Le traitement des esclaves

Genovese énonce le paradoxe et la fondamentale ironie résultant de l’attitude paternaliste des planteurs :

‘Paternalism defined the involuntary labor of the slaves as a legitimate return to their masters for protection and direction. But, the masters’ need to see their slaves as acquiescent human beings constituted a moral victory for the slaves themselves. Paternalism’s insistence upon mutual obligations—duties, responsibilities, and ultimately even rights—implicitly recognized the slaves’s humanity (1974 : 5).

William Allen Butler visita l’Hermitage en 1844 et fut sensible au climat “détendu” de la plantation. Le visiteur portait un regard classique (paternaliste et fondamentalement raciste) sur la “bonne humeur” des esclaves, “caractéristique de leur race”, mais il souligne implicitement l’atmosphère communautaire, ainsi que l’esprit de groupe qui semblait régner à l’Hermitage :

‘Everything in and about the house was in accordance with the usages of Southern plantation life, the slaves and their children forming quite a little community, and discharging their duties indoors and out after the fashion of their race with characteristic good nature. At least a half dozen women engaged in making my bed in the morning (Archives du Andrew Jackson Papers Project, Knoxville).
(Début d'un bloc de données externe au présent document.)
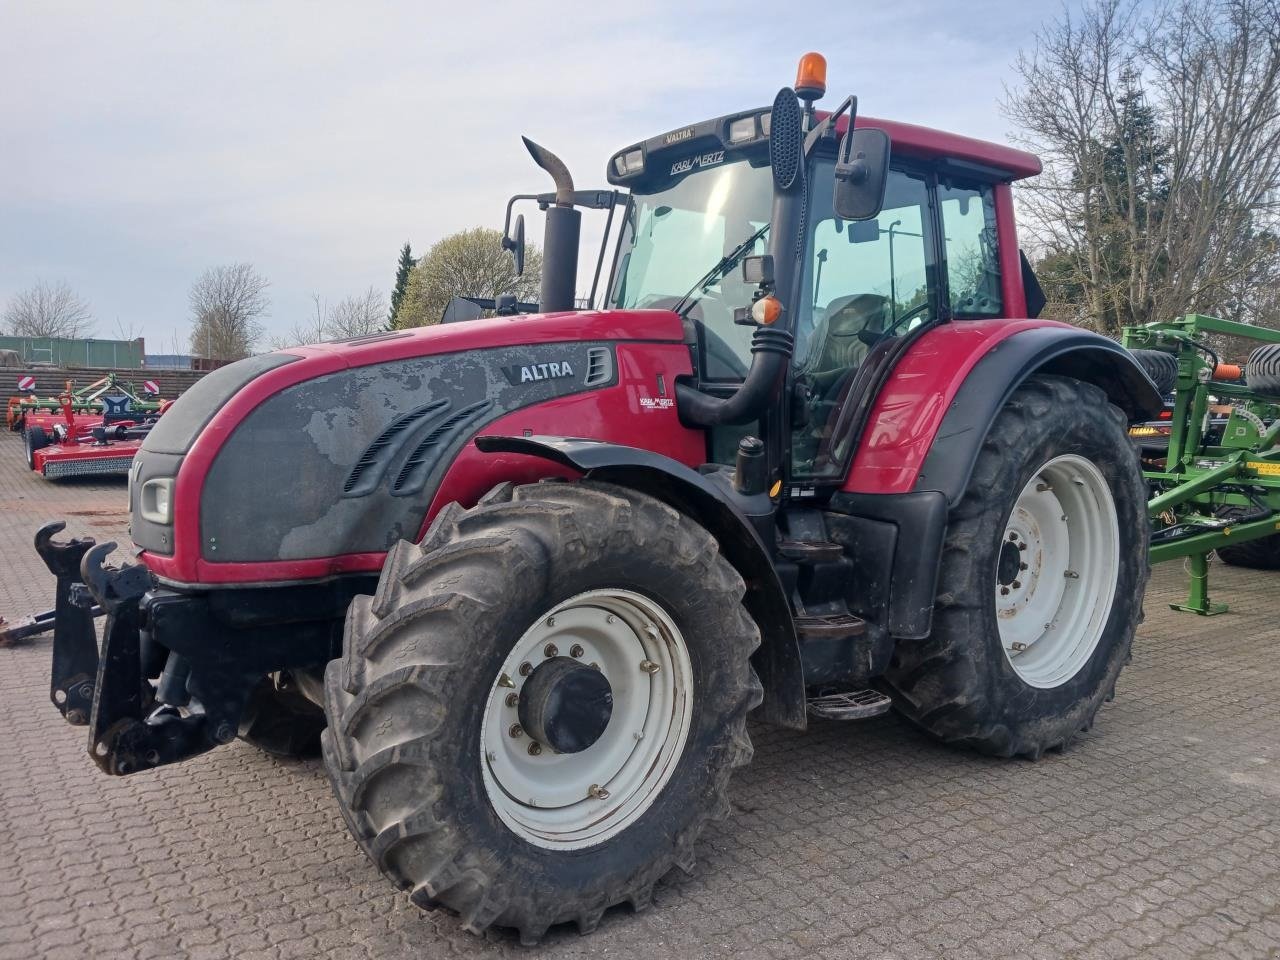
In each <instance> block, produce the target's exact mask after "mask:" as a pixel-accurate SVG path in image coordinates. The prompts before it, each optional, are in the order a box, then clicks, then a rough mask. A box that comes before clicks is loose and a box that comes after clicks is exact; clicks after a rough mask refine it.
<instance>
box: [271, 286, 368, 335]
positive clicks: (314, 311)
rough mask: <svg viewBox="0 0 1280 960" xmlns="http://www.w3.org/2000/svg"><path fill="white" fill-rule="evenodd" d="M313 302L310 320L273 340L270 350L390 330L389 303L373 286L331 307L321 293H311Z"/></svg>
mask: <svg viewBox="0 0 1280 960" xmlns="http://www.w3.org/2000/svg"><path fill="white" fill-rule="evenodd" d="M311 302H312V305H314V307H315V311H314V314H312V317H311V321H310V323H306V324H294V325H293V326H292V328H289V332H288V333H287V334H284V335H278V337H273V338H271V349H284V348H285V347H300V346H303V344H307V343H320V342H323V340H342V339H348V338H351V337H366V335H369V334H371V333H378V332H380V330H385V329H387V300H385V297H383V294H381V293H379V292H378V291H376V289H374V288H372V287H370V288H369V289H367V291H365V292H364V293H360V294H356V296H353V297H343V298H342V300H339V301H338V302H337V303H335V305H334V306H332V307H330V306H329V305H328V302H326V301H324V300H323V298H321V297H320V294H319V293H312V294H311Z"/></svg>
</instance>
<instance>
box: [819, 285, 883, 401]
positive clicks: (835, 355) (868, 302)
mask: <svg viewBox="0 0 1280 960" xmlns="http://www.w3.org/2000/svg"><path fill="white" fill-rule="evenodd" d="M887 321H888V297H881V296H879V294H876V293H854V294H851V296H847V297H837V298H836V300H833V301H831V303H829V305H828V306H827V310H826V312H824V314H823V316H822V320H820V321H819V323H818V326H817V328H814V332H813V339H812V340H810V343H813V344H814V348H815V349H814V352H813V353H810V355H809V358H808V360H806V361H805V365H804V374H805V376H806V378H808V379H809V380H810V383H813V385H814V387H815V389H818V390H820V392H822V393H824V394H826V393H827V392H828V390H829V388H831V387H832V384H835V383H838V381H840V380H841V374H845V372H847V371H850V370H852V369H855V367H858V366H859V365H860V364H861V362H863V360H865V357H867V353H868V351H869V349H870V344H868V343H865V342H863V339H861V337H859V334H861V333H867V334H878V333H882V332H883V330H884V328H886V325H887Z"/></svg>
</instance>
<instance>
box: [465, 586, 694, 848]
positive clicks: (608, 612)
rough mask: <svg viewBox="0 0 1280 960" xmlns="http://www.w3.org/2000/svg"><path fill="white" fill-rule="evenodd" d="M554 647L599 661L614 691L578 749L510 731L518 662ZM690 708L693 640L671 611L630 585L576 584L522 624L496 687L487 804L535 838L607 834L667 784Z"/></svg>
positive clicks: (561, 654) (583, 842)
Il faut se méfier des récits qui, pour des raisons électorales, de bonne conscience ou simplement portés par les préjugés de l’auteur, travestissent la réalité pour donner une image tranchée d’un homme public. De plus, les visiteurs d’un jour ne constituent pas des sources fiables, comme l’écrit John S. Otto :

‘Not only were travelers superficial observers of the world around them, but their perceptions of slave life were shaped by preconceived notions. Whether they defended or denigrated slavery, most travelers saw what they had come to see (1984 : 6).

Nous prendrons les récits avec circonspection en considérant qu’ils révèlent une perception blanche, souvent favorable à Jackson. L’ambivalence de la perception du traitement des esclaves est capitale. Genovese le rappelle justement : ‘“Good treatment of slaves, as defined by the masters, did not necessarily constitute good treatment from the slaves’ point of view”’ (1974 : 8). Quelques témoignages d’esclaves soulignent les bonnes relations que semblaient entretenir les Jackson et leurs esclaves, notamment celui d’Old Hanna, la “mamma” noire interrogée dans les années 1880. Nous verrons cependant que l’attitude de Jackson face aux esclaves fugitifs ou aux récalcitrants trahissait une violence commune aux maîtres sudistes.

Les deux positions sont compatibles. Tant que les esclaves remplissaient ce pour quoi ils les avait achetés, Jackson était le parangon du propriétaire paternaliste et bienveillant que les idéologues sudistes louaient à longueur de textes 582. Mais, dès lors qu’ils s’affirmaient comme individus autonomes ou qu’ils refusaient la sujétion à leur condition, il devenait un maître impitoyable et cruel, comme le montre une lettre à son régisseur d’Alabama : ‘“subordination must be obtained first, and then good treatment”’ (James, 1938 : 349). À cette condition seulement le rôle paternaliste pouvait entrer en jeu, mais le fondement du système était d’abord la soumission.

Notes
582.

Voir à ce propos l’excellente compilation de Drew Faust, The Ideology of Slavery: Proslavery Thought in the Antebellum South (Baton Rouge: Louisiana State University, 1981).